Laws Interview

Next Project:4:57 Mixtape (Out Now)
Twitter:Laws on Twitter
Website:Laws's Website

In the hip-hop game, there’s confidence, and then there’s confidence. Using a debut mixtape to announce the arrival of “Your Future Favorite Rapper” is a prime example of the latter. Less than one year after the release of his freshman effort, it’s clear that Spring Hill, Florida native Laws’ self-assurance paid off big-time – having scored a major deal with J.U.S.T.I.C.E. League and Asylum, the 24-year-old emcee is well on his way to fulfilling the prophecy of that audacious title.

Already a favorite among our readers for tracks like “Number One” and exclusive freestyle “Daytona 500,” the rising star took his game to the next level in early March, when he hooked up with to drop his sophomore street release, 4:57 (available for streaming and download here). Featuring such acclaimed cuts as “We Like It,” “Hold You Down,” and “Shining.” the project has, to date, proven a massive success, even managing to crash our download server during its first night on our front page.
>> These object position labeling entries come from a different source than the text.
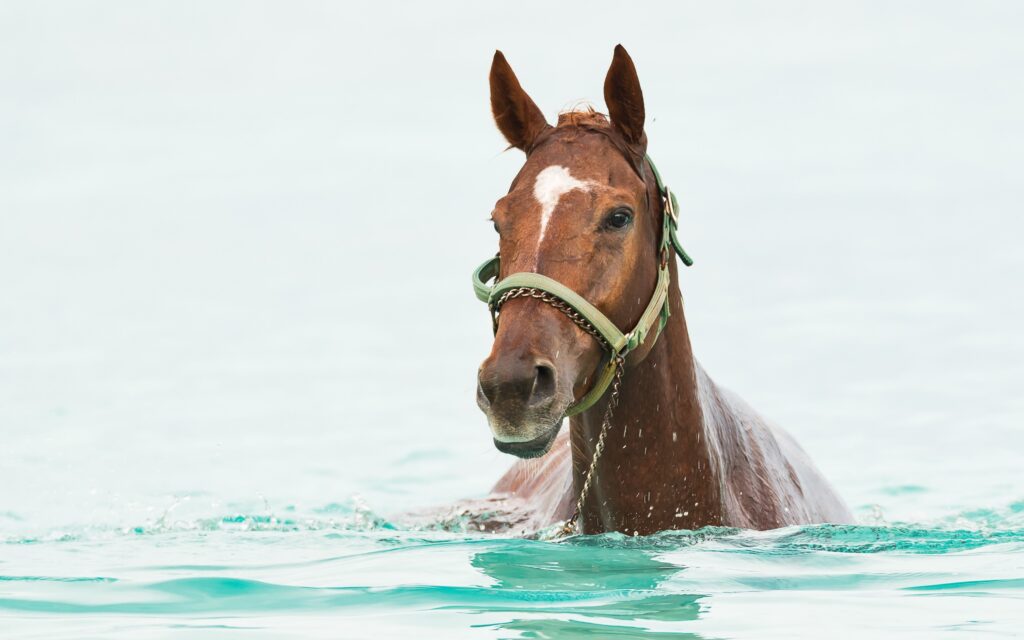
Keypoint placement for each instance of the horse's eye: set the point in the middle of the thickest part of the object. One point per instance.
(620, 218)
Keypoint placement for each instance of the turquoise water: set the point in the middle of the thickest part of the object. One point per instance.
(238, 341)
(342, 572)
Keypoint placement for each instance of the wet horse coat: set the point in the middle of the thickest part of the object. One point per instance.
(681, 453)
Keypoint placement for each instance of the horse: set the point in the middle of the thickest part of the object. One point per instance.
(653, 443)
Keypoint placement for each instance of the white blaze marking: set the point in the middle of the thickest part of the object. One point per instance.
(549, 187)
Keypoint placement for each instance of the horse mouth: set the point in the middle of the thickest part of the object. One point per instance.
(530, 449)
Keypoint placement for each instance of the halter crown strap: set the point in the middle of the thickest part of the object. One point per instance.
(617, 343)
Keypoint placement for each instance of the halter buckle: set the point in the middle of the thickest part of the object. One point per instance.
(670, 207)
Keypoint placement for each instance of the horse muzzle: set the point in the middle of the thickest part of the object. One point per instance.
(520, 395)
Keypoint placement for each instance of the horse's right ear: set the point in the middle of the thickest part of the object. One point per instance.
(515, 114)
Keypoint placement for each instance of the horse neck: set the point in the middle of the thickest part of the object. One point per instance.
(656, 470)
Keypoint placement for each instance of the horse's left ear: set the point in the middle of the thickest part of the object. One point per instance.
(624, 97)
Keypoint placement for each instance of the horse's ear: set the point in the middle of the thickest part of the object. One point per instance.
(624, 97)
(518, 118)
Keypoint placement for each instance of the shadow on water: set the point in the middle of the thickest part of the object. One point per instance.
(585, 588)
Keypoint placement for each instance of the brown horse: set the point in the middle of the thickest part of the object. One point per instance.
(681, 453)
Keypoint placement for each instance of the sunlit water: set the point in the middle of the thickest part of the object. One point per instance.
(238, 340)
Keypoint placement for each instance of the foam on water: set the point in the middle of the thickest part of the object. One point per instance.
(280, 574)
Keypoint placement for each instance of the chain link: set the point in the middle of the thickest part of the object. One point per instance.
(529, 292)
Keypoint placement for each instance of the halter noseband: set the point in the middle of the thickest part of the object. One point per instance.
(616, 343)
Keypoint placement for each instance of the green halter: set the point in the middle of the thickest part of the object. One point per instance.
(617, 343)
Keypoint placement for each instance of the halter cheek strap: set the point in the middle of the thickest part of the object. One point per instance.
(614, 342)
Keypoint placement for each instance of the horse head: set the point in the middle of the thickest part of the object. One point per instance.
(585, 210)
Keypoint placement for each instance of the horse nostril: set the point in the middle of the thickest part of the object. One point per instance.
(544, 384)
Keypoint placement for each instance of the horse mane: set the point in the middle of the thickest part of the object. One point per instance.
(583, 116)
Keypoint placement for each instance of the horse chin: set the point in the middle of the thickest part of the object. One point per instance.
(531, 449)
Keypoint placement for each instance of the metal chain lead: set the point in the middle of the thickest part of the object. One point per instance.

In an exclusive interview with our own DJZ,” Laws steps into the Booth to discuss the differences and similarities between the nine-to-five grind and his new life as a major-label rapper, the inspiration behind his forthcoming “virtual duet project” with Sir Paul McCartney, and just how deeply his lifelong passion for the the written word – particularly that of bestselling horror novelist Stephen King – has influenced his lyrical style.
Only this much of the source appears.